El rostro de Sextio, tan ansioso, había asumido un gesto estirado mientras ella hablaba; le había costado años proteger su imagen de honesto ciudadano romano; lo último que quería era que la gente hablara de su sensibilidad. Para las mentes simples, había dos formas de vivir la vida en Roma: los hombres estaban destinados a vivir su vida al sol, sirviendo como soldados o como granjeros y debatiendo, o bien eran acusados de vivir junto a la linterna, leyendo, estudiando y propugnando su interés por los conceptos filosóficos, y en una sociedad tan marcial no cabía duda alguna sobre qué grupo levantaba la mayor admiración. Sextio había esquivado el ejército, había evitado las magistraturas y se resistía a la idea de discutir en público ante una multitud. Ante semejantes rasgos de carácter, no tenía mucho más con lo que proteger su reputación, es decir, que su escaso interés por la agricultura sólo le conduciría a ser considerado un decadente.
– ¿Cómo va tu pequeño proyecto? -preguntó, cambiando repentinamente de tema.
– De haber sabido cuántos niños son abandonados, nunca hubiera empezado con esto.
Su marido se inclinó hacia delante, y su rostro parecía lleno de preocupación.

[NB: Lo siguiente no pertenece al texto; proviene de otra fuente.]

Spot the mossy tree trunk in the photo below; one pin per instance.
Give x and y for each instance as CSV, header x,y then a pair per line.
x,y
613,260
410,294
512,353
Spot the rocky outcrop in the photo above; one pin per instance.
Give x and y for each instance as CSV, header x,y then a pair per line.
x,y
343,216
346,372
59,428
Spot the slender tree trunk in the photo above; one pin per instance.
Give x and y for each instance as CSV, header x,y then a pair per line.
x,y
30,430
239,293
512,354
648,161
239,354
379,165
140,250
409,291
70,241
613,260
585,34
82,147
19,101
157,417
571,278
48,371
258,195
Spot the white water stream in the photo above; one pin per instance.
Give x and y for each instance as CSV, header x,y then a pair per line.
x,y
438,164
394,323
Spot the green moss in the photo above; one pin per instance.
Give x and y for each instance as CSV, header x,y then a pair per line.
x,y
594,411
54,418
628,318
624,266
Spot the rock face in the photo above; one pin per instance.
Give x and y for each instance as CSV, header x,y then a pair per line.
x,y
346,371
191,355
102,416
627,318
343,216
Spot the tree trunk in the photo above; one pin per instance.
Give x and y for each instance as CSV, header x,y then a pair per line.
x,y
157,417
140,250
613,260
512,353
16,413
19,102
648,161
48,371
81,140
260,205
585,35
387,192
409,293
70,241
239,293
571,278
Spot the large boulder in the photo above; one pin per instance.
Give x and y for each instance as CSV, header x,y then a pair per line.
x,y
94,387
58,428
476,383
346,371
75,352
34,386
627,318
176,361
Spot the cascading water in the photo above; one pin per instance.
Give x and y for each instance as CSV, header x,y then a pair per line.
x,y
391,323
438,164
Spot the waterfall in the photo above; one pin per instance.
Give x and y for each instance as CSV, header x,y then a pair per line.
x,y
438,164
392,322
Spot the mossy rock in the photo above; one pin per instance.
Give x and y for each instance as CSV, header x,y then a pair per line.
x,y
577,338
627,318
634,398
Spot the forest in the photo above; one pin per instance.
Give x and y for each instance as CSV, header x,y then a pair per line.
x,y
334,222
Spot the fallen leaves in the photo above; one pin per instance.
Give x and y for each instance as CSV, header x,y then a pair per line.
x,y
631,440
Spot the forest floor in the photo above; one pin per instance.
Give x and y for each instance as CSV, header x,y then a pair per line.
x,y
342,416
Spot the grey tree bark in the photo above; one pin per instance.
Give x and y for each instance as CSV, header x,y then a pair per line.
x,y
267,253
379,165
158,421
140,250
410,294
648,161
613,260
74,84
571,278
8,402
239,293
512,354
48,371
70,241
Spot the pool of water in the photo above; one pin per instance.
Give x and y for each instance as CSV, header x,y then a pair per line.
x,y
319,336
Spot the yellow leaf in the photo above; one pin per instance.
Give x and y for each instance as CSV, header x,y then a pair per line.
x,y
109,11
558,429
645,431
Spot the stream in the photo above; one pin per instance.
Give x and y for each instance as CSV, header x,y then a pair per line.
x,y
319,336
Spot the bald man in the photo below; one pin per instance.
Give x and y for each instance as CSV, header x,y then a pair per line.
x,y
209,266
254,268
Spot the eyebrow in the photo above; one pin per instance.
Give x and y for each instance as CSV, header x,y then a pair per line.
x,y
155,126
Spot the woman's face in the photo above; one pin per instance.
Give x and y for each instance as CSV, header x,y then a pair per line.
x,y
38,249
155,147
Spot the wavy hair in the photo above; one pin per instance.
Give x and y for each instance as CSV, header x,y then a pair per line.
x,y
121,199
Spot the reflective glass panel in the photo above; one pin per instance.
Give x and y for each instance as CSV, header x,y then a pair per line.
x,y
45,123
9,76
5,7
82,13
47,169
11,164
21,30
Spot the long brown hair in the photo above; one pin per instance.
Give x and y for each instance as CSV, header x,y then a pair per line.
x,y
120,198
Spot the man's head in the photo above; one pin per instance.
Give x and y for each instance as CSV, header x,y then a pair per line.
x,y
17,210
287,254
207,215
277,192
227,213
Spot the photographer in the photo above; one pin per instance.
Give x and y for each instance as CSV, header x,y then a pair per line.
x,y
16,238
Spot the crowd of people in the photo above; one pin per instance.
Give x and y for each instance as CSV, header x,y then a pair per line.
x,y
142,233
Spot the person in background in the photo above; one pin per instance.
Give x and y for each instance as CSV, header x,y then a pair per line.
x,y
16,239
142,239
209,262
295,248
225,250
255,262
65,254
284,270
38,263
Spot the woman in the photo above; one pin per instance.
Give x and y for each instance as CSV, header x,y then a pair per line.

– No debes fatigarte, querida mía.
Claudia suspiró, y después su rostro se iluminó.
– Acabo de tener una idea, Sextio. Voy a contártela, a ver qué te parece. -Acarició el antebrazo de él y luego suspiró llena de asombro y gratitud-. Tú eres mucho más sabio que yo. ¿Crees que eso tiene importancia? Me refiero al número de niños abandonados.
Evidentemente él pensaba que no, incluso aunque asintió con entusiasmo para hacerle un favor.
– Es uno de los pilares del estado, Claudia. Nosotros los romanos siempre tenemos una idea clara de lo que está sucediendo en las tierras que controlamos.
– Y aun así esa información, por lo que yo sé, no está disponible.
– ¿No? -replicó él con cierta sospecha.
– ¿Y si continúo mi trabajo, tomo nota del número, pero no de los nombres de los niños abandonados? Así después tú puedes presentar las cifras al Senado, sin alabar ni condenar esta práctica, para arrojar algo de luz sobre una zona oscura del comportamiento. Podrían quedar impresionados; y si es así, desde luego que le pondrían tu nombre al informe.
Nada interesaba menos a Sextio que los bebés, especialmente los que eran abandonados a la muerte en laderas yermas.